Ce questionnaire sera proposé à 35 000 élèves dès la rentrée 2021/2022 et est expérimenté depuis le premier semestre 2021 (3). L’institutrice ou l’instituteur devra renseigner si l’enfant “coupe la parole” “souvent/parfois/très peu” ou encore s’il “réagit de façon excessive”, s’il “est agité”, s’il “range mal”, s’il “a des accès de colère”, etc… L’évaluation se fait donc sur des critères comportementaux, supposant ainsi qu’il y ait un “enfant modèle”. Il sera aussi demandé à l’enseignante ou à l’enseignant “d’évaluer” la situation familiale de l’enfant ainsi que l’implication de ses parents dans sa scolarité. Cette étude nominative suivra l’enfant durant tout son parcours scolaire. Les données de cette dernière seront traitées par la DEPP (4) (Direction de l’Évaluation, de la Prospective et de la Performance), dirigée par Fabienne Rosenwald (5), précédemment cheffe du service statistique et prospectif du ministère de l’Agriculture. Des chiffres, du rendement, de la performance, de la productivité. Un pas de plus dans la réification de l’humain.

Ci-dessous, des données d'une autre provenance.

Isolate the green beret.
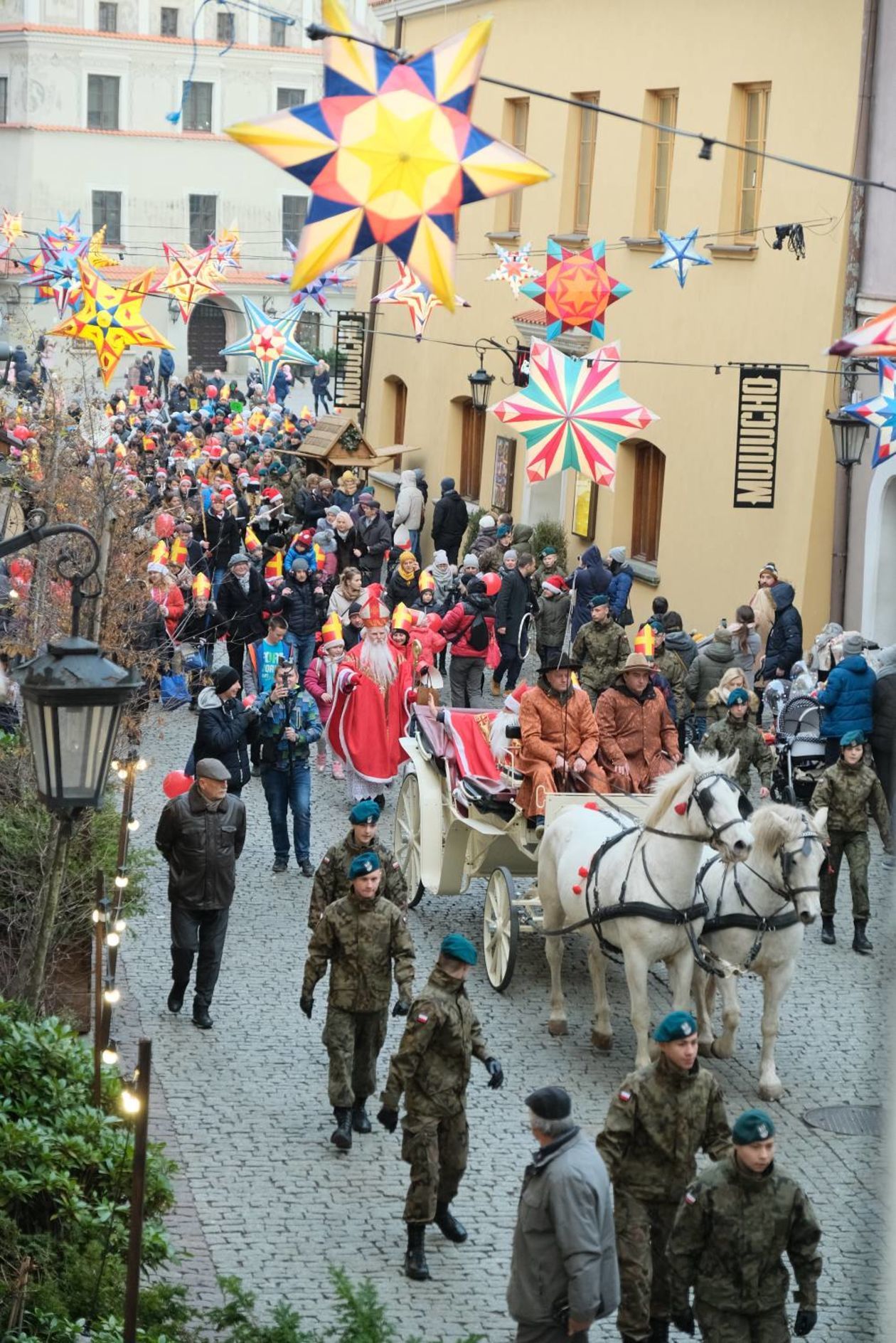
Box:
[653,1012,697,1045]
[731,1109,775,1147]
[348,797,380,826]
[348,853,380,881]
[439,932,476,965]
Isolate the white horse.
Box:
[695,803,828,1100]
[539,747,752,1068]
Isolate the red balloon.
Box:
[161,770,193,797]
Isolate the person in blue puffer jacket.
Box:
[816,634,878,764]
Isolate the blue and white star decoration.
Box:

Le Ministère de l’Éducation nationale reste très flou sur la finalité et sur l’utilisation des résultats de l’évaluation. On retrouve bien dans cette démarche l’obsession de M. Blanquer pour les chiffres et les statistiques, lui qui en 2016 lorgnait déjà sur les systèmes canadiens de classification :

“(…) le Canada prête une attention particulière aux origines et au profil de chaque élève, avec un appareil statistique extrêmement développé qui permet par la suite d’apporter des réponses aux besoins spécifiques de chacun d’entre eux.” (6)

Cette forme d’étiquetage, de fichage n’est cependant pas inédite et a déjà été tentée en 2005 par un groupe d’experts de l’Inserm (Institut National de la Santé et de la Recherche Médicale). Ceux-ci avaient alors défini une nouvelle maladie, le “trouble des conduites” dont les symptômes étaient l’opposition, le mensonge ou même l’absence de timidité et en recommandaient un dépistage dès l’âge de trois ans “dans l’intérêt de l’enfant”, analysant ainsi des faits sociaux comme des symptômes maladifs. C’est dans ce contexte et à la même époque (2004), que le très décrié rapport Bénisti préconisait le dépistage d’enfants “déviants” dès 3 ans en précisant que la “déviance” pouvait se manifester dès les 1 an de l’enfant.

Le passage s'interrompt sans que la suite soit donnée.